Bereits in der Anfangsphase wurde deutlich, dass Torhüter und Abwehrreihen das Spiel bestimmen werden. Gegen gute Deckungsreihen taten sich die angreifenden Mannschaften schwer und die herausgespielten Chancen wurden zumeist von Valentin Inzenhofer und seinem Gegenüber Ruch vereitelt.

So hatte der LSC bis zur 15. Minute erst 4 Treffer erzielt, den anfänglichen Rückstand glich Daniel Koenen dann zum 5:5 aus. Bis zur Pause blieb die Begegnung aber sehr ausgeglichen, Longerich ging mit einem hauchdünnen Vorsprung (10:9) in die Pause.

Wer nach der Halbzeitpause zu lange an der Theke verharrt hatte, verpasste nun die entscheidenden Minuten des Spiels. Der LSC kam wild entschlossen aus der Kabine, steigerte merklich das Tempo und konnte auch in der Deckung noch ein Quäntchen zulegen. Man zwang die Krefelder zu schlechten Wurfpositionen und konnte immer wieder die Kreisanspiele unterbinden oder Krefelds Kreisläufer Görden mit 2 Spielern stellen.

Man spielte sich kurzzeitig in einen Rausch, angestachelt von den enthusiastischen Zuschauern legte man einen 5:0 Lauf hin und führt in der 35. Minute mit 15:9. In einer Unterzahl kam Krefeld auf 15:11 heran. Jedoch blieb der LSC das tonangebende Team. Man spielte nun abgeklärt und nutzte die Offensive zu teilweise langen Angriffen. So überstand man auch weitere Unterzahlsituationen schadlos. Inzenhofer im LSC-Tor vernagelte weiter sein Gehäuse.

Vorne konnte der LSC immer wieder frische Leute einwechseln. Alle Spieler hatten so Anteil daran, dass man den Vorsprung immer weiter ausbauen konnte. Bis zur 48. Minute (17:11) hatte man gerade einmal 2 Treffer in Hälfte 2 kassiert. Als Benni Richter in der 52. Minute zum 20:12 per Siebenmeter einnetzte, war das Spiel vorentschieden. Als die Spannung gegen Ende etwas nachließ, kam der Gast noch zu einigen Toren und erzielte letztlich 16 Treffer. Bestwert für den LSC in Liga 3. So wenig Gegentore hat man bislang in keinem Spiel kassiert in den 2 1/2 Jahren in der dritten Spielklasse.

So stand am Ende ein verdientes 23:16 für den LSC, der einen willensstarken Auftritt hingelegt hatte. So hat es Krefeld nicht geschafft, den Kölnern den Karnevalsauftakt am 11.11. zu vermiesen.

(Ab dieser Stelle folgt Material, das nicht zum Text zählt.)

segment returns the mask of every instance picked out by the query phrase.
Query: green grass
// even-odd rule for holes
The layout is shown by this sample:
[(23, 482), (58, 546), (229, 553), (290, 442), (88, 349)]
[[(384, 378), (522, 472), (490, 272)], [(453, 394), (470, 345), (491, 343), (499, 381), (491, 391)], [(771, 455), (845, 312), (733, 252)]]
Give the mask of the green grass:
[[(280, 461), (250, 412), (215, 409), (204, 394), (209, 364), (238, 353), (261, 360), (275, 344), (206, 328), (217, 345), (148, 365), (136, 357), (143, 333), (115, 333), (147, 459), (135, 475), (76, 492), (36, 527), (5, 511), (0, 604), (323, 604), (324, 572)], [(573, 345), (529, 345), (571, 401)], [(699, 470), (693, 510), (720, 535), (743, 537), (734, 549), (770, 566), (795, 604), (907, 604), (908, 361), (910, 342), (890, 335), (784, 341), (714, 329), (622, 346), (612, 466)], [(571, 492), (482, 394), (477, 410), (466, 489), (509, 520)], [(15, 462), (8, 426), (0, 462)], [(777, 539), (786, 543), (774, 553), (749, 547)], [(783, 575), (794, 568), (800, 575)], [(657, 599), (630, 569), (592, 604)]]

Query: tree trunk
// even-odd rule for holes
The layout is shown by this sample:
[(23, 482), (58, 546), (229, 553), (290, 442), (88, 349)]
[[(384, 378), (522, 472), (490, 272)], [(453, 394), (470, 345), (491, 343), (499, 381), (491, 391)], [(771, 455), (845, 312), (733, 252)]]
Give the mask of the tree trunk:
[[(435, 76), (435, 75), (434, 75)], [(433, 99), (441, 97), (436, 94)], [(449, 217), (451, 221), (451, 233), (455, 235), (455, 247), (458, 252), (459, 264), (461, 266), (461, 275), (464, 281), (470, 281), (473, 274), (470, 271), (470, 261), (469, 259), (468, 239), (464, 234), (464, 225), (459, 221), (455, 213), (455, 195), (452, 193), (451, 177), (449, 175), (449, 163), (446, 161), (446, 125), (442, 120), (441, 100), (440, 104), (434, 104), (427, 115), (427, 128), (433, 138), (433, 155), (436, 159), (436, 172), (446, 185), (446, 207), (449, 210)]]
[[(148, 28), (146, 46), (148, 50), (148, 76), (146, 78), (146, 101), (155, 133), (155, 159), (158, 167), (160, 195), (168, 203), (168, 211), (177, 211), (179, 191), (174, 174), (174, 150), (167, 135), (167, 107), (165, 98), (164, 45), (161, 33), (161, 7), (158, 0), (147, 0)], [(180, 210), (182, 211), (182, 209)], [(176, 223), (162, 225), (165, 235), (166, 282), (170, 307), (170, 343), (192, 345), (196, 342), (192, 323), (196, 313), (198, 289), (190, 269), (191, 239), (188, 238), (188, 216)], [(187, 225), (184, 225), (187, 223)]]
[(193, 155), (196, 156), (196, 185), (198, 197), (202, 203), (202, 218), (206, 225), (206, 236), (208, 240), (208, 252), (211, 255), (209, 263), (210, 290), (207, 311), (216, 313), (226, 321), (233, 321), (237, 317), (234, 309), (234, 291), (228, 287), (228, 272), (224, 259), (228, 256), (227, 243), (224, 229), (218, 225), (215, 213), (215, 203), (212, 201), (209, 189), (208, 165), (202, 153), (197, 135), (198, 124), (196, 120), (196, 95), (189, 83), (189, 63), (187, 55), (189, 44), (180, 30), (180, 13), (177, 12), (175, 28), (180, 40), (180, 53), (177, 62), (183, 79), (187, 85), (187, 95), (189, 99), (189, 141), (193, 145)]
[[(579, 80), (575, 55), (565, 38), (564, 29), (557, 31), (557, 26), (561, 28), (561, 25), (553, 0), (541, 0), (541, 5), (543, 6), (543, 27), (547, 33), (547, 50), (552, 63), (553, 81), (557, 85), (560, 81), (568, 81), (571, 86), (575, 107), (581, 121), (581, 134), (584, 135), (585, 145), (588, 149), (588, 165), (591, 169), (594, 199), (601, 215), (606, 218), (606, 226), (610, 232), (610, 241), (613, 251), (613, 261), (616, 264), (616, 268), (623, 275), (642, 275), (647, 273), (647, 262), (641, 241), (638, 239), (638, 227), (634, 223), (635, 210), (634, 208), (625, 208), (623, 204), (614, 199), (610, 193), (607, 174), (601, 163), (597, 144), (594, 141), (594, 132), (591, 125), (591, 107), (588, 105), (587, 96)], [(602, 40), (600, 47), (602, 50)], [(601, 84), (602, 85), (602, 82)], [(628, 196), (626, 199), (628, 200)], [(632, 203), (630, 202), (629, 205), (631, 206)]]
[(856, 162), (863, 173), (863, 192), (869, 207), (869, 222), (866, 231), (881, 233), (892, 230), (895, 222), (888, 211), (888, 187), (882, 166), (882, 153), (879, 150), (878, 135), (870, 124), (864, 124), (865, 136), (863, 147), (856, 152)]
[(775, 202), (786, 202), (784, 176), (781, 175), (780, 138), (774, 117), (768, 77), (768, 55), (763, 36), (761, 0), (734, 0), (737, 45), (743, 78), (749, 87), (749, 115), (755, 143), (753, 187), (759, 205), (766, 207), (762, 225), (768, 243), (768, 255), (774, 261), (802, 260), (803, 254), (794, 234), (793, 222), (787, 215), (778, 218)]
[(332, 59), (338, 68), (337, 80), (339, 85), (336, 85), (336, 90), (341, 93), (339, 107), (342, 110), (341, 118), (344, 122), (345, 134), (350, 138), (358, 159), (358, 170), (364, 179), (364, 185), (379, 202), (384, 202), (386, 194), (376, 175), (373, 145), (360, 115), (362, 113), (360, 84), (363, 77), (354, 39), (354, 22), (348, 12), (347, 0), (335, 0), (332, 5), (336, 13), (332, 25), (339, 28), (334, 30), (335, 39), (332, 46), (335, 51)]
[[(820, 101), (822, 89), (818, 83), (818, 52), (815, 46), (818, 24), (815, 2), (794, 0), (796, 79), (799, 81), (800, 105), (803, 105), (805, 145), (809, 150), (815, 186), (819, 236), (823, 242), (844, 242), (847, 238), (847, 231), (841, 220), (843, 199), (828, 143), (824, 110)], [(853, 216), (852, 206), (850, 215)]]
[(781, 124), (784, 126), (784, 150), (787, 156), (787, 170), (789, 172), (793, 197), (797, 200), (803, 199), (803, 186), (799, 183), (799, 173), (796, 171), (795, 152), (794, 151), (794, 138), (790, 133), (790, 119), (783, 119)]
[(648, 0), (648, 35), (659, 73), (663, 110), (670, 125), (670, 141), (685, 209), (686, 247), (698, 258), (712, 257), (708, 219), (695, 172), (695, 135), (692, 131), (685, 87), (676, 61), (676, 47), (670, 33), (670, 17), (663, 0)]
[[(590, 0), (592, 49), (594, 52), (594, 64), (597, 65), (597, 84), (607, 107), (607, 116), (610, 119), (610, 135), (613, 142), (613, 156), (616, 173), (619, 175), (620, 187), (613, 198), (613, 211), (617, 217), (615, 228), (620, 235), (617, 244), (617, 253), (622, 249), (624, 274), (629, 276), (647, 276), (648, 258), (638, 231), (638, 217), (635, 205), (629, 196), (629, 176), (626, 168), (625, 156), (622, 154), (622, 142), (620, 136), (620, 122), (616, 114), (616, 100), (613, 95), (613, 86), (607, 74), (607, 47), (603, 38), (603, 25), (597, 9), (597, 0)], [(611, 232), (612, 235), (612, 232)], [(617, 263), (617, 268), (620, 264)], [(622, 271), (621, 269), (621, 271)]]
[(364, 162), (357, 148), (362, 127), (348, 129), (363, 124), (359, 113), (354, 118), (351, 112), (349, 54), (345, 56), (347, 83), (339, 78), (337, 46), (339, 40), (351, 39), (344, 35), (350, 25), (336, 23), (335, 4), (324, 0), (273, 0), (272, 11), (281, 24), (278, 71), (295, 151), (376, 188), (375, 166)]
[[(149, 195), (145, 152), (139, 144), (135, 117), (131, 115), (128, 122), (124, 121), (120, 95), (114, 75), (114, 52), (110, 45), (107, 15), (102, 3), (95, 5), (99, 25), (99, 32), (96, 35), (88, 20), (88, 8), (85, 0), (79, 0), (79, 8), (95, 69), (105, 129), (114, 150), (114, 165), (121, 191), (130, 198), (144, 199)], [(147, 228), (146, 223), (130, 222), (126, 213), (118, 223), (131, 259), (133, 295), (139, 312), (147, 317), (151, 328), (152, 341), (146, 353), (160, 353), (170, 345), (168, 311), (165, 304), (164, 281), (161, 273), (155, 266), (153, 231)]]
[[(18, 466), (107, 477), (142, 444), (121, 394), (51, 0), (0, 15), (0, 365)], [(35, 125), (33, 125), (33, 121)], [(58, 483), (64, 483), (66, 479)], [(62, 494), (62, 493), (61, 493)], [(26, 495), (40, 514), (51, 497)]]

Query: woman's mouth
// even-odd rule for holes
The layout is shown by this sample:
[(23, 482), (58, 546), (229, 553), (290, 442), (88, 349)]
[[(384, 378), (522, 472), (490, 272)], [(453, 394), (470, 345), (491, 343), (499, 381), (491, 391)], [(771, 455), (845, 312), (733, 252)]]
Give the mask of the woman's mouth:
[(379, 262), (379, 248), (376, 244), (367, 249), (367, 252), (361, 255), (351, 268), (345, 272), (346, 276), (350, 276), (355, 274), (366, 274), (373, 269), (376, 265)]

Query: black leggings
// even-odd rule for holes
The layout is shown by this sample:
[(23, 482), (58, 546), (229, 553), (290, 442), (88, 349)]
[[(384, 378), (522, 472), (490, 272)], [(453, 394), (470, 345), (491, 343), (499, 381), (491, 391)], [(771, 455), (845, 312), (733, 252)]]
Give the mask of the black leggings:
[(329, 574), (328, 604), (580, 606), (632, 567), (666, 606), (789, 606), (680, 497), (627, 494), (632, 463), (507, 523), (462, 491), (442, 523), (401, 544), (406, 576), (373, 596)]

„Wow! Das war ein fantastisches kölsches LSC-Handballfest! Tolle Leistung von allen Beteiligten, Mannschaft und Zuschauer haben heute allen Grund zum Feiern,“ so ein begeisterter Trainer Chris Stark. „Riesenkompliment an mein Team, wir haben sehr diszipliniert agiert und eine hervorragende Deckungsleistung gezeigt.“

Benni Richter war begeistert: „Wahnsinn, was hier heute los war! Es hat Riesenspaß gemacht, heute zu spielen und wir sind froh, dass wir die LSC-Fans mit einem Sieg belohnen konnten. Wir haben hochverdient gewonnen, waren die bissigere Mannschaft.“

Minutenlange stehende Ovationen begleiteten die Mannschaft bei kölschen Klängen in die Kabine, die gemeinsam in die Kölner Innenstadt zog und den Sieg und Karnevalsauftakt ausgiebig feierte.

Sonntagstraining ist beim LSC ungewöhnlich, stand aber diesmal auf dem Plan, denn bereits am Mittwoch geht es zum Derby nach Dormagen.